First we come back to the Navarese Pyrenees, but then we travel westwards again, along the Atlantic coast, or more exactly for the climbs, along the Cantabrian range. Basque Country, Cantabria, Asturias and Galicia will be visited in order.
Standings after stage 9
General
- T. Træen 🇳🇴 Bahrain
- J. Vingegaard 🇩🇰 Visma – 37″
- J. Almeida 🇵🇹 UAE – 1′15″
- T. Pidcock 🇬🇧 Q36.5 – 1′35″
- F. Gall 🇨🇭 Décathlon – 2′14″
- G. Ciccone 🇮🇹 Lidl-Trek – 2′42″
- L. Fortunato 🇮🇹 Astana – 2′47″
- M. Jorgenson 🇺🇸 Visma – 2′49″
- J. Hindley 🇦🇺 Bora – 2′53″
- G. Pellizzari 🇮🇹 Bora – 2′53″
- E. Bernal 🇨🇴 Ineos – 2′57″ and then 6 others riders before 4′30″
Points
- M. Pedersen 🇩🇰 Lidl-trek – 120 pts
- E. Vernon 🇬🇧 IPT – 111 pts
- J. Philipsen 🇧🇪 Alpecin – 105 pts
- J. Vingegaard 🇩🇰 Visma – 100 pts
- G. Ciccone 🇮🇹 Lidl-Trek – 88 pts
- D. Gaudu 🇫🇷 FDJ – 62 pts
NB : only Ciccone and Vingegaard swapped places since we arrived in Spain, otherwise the members and order of top-6 is the same as it was.
Mountain
- J. Vine 🇦🇺 UAE – 34 pts
- L. Vervaeke 🇧🇪 Soudal-QS – 23 pts
- J. Ayuso 🇪🇸 UAE – 20 pts
- S. Quinn 🇺🇸 EF – 18 pts
- J. Nicolau 🇪🇸 Caja Rural – 16 pts
- J. Vingegaard 🇩🇰 Visma – 15 pts
Teams (rounded)
- UAE 🇳🇱
- Visma – 6′30″
- Astana – 14′15″
- Soudal-QS – 21′30″
- Décathlon – 25′45″
I don’t understand why it is apparently considered cancelled (technically speaking, there was no neutralisation during the race, except perhaps the last 3 km, but what they did is more like a course modification). They went through all the GPM and through the Intermediate Sprint all right, and they went to the displaced finish line (on the 3 km sign, which per UCI rule 2.6.027bis is always provided with a timing device).
I hope that they will come to their senses and at least reinstate all the GPM and I.S. points.

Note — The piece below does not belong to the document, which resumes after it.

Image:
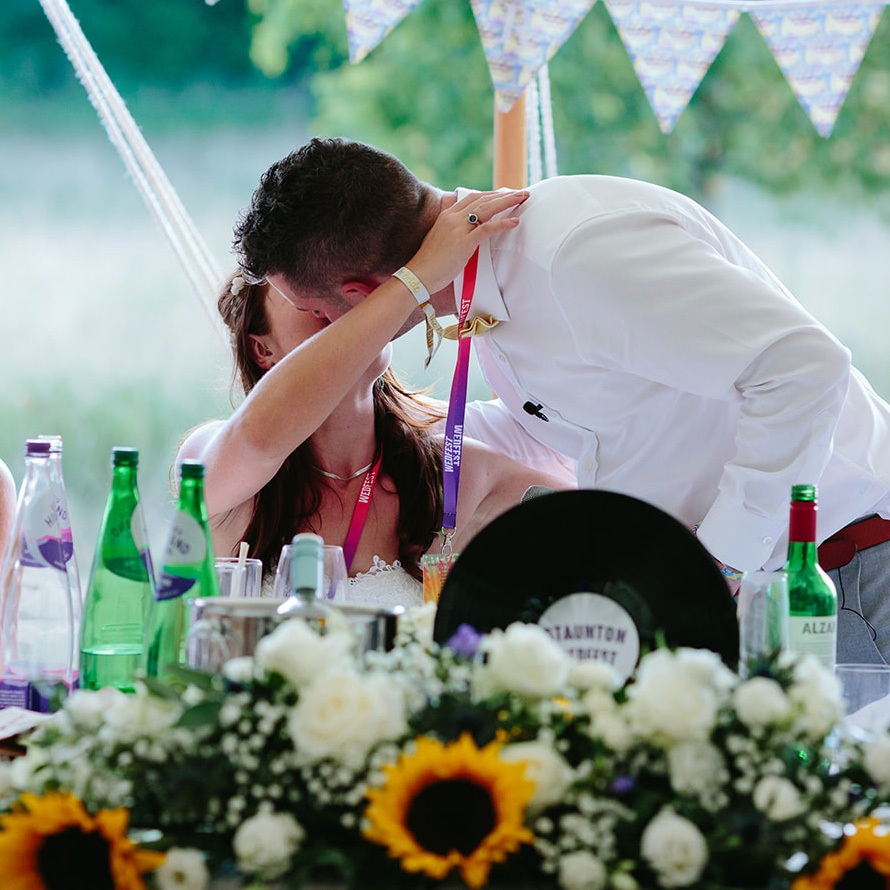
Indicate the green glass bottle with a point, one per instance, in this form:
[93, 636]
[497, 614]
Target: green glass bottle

When they stopped the race in the Alps on the Tour of France 2019, it wasn’t planned like here (where they had over 30 km to decide, inform riders and organise themselves), and they retroactively decided that the end had been on a mountain pass. So when riders passed said mountain pass, they didn’t know yet that it would be considered the finish line. After the stage, commissars of course kept all GPM and I.S. points scored until there. They even reconstructed (from videos, I think) the timings at this mountain pass which of course was devoid of timing devices. They gave no victory and final points because riders didn’t know that the end was on this mountain pass, which seems OK. It all made sense; even though I would have preferred they set the new finish at the bottom of the pass, as riders would have known it in advance (it could have been understandable to cancel timing gaps too).

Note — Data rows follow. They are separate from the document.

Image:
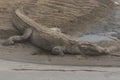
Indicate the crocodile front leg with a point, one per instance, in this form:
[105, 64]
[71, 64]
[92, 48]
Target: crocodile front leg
[18, 38]
[58, 50]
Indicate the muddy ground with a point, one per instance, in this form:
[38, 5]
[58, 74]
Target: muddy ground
[102, 12]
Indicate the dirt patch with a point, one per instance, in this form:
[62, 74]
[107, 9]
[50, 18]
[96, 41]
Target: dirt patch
[71, 16]
[72, 19]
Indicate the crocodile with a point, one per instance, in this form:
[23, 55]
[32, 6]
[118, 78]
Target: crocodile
[50, 39]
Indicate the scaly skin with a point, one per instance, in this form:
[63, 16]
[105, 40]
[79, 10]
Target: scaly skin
[50, 39]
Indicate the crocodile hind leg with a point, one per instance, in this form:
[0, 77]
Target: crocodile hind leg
[58, 50]
[10, 41]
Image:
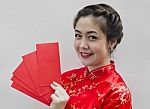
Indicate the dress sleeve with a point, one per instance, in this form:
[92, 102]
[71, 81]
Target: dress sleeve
[119, 97]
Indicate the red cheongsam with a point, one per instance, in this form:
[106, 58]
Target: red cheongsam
[102, 88]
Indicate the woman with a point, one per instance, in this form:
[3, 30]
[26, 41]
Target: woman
[97, 85]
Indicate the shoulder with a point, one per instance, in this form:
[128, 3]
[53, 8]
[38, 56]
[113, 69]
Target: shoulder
[119, 95]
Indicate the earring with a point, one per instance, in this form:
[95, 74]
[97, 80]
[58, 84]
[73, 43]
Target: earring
[110, 50]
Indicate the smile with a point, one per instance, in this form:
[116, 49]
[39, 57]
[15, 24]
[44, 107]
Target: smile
[85, 55]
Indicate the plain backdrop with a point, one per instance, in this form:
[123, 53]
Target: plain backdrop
[24, 23]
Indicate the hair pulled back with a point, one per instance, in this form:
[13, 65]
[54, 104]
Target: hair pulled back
[112, 26]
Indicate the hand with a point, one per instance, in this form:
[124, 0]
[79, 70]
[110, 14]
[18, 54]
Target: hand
[59, 98]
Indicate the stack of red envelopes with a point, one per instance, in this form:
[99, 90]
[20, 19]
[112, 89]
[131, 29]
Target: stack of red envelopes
[37, 71]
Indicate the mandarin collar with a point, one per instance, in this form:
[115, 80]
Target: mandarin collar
[99, 71]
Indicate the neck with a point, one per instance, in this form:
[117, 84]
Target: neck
[104, 63]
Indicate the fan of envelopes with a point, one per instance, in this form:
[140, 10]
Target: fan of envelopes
[37, 71]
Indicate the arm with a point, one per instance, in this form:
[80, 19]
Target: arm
[59, 98]
[118, 98]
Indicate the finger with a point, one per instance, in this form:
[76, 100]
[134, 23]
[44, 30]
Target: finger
[54, 98]
[56, 84]
[58, 93]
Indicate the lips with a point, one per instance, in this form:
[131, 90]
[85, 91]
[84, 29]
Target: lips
[85, 55]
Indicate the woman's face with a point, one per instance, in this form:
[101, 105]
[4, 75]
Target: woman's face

But in Portugal in Februrary, they already cancelled the results of the first stage of the Tour of Algarve. Just because many riders took the wrong way for the final sprint, not only they cancelled the stage victory, but they also tore all the GPM and I.S. points from the breakaway who had worked all day to gather them!

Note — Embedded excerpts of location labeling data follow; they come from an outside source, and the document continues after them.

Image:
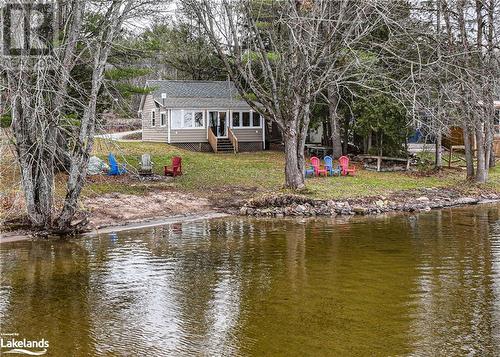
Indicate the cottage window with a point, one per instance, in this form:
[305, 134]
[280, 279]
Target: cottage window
[198, 119]
[176, 119]
[187, 119]
[246, 118]
[236, 119]
[255, 119]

Today, it looks like they will apply the same stupid decisions. Except that they intend to record the timing gaps. Which may be seen as even weirder (keeping a result established in perturbed/modified conditions while cancelling results established in normal conditions). And of course totally unfair to guys like Pedersen and Nicolau who worked very hard to score points before anything happened. But according to UCI rules (2.2.029), commissars can basically do anything they fancy.
Ah! They have reinstated all GPM and I.S. points!
Fine. So the only missing things are related to the finish: no finish ranking, therefore no stage winner, no points for points classification on the finish, no UCI points.
I guess that’s OK now. It is just a bit weird to count timing gaps on the finish but no ranking. Let’s say that it was made so that there wouldn’t be a sprint for ranking on a finish that was not prepared for that.